One major addition is Ludger’s Chromatus power which allows him to transform into a powerful being that can carry out incredibly strong attacks for a certain period of time. It’s an ability that can really help to turn battles around, especially some of the tougher boss battles. There’s also a story element to this power which Ludger must use when dealing with the alternate dimensions that keep opening up.
The character AI in battle hasn’t had a major overhaul and it didn’t really need it anyway, since both friendly and enemy characters react well to each other during it. Strategy is important and you will have to adjust them in the big fights, because if you keep trying the same thing over and over you’ll be met with failure. Some of these boss fights do have a major difficulty leap, but you can choose to not retry a battle if you do die over and over, leaving you to find better equipment and level up to overcome those obstacles.
Another change is that you no longer have the Lillium Orb, which was used to unlock artes. Instead there is the Allium Orb which allows you to choose different elemental powers to improve. Instead of doing this manually you collect elemental orbs dotted around the landscape, and once a point is reached you unlock new artes and skills. You can change which artes to focus on, as long as you find the relevant orb in the world.
The game world itself is also bigger with the original locations of Rieze Maxia being joined by those in Elympios. There are a lot of different towns and dungeons to explore, and at first you will have to get to each area by foot. Eventually fast travel does appear in the game so you can cut out a lot of journeying if you wish to, and it does help when you’re trying to clear the side quests that keep popping up.

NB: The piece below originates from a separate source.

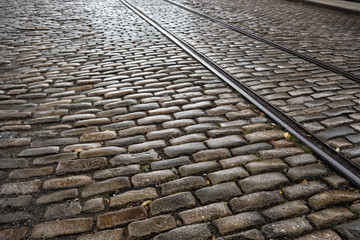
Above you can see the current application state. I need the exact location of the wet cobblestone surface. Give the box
[0,0,360,240]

There’s another addition to the game and it is called Kitty Dispatch. One quest has you searching for cats around the world, and as you find them you create your own item finding service. You can send the cats out to a location where they can find items or other cats. It’s a good addition and allows you to find rarer items quicker without having to scour every nook and cranny in the hope of finding what you need.
Visually Xillia 2 does look very nice with a broad array of colours present in the world, and the anime style permeates through the designs of both characters and the world. The music is distinct with each location having its own theme, and some will be recognisable to those who have played Xillia 1. There are some issues of clipping with enemy character models walking into walls and looking as if they become embedded in them. There’s also issue with pop in as textures and characters occasionally fail to load for a few seconds.
Tales of Xillia 2 is a very good game, but it is definitely not better than the original. The debt system is something I found irksome, with side quests forced on me instead allowing some natural exploration on my own part. If there was more variety in the side quest jobs then I wouldn’t have minded, but being sent out to kill the same beast a few times over does not offer that. However, in terms of gameplay and fun Xillia 2 does offer that for JRPG fans. If you enjoyed the first Xillia then you will enjoy this, and if you’ve not tried out this series yet then now could be a good time to get into it.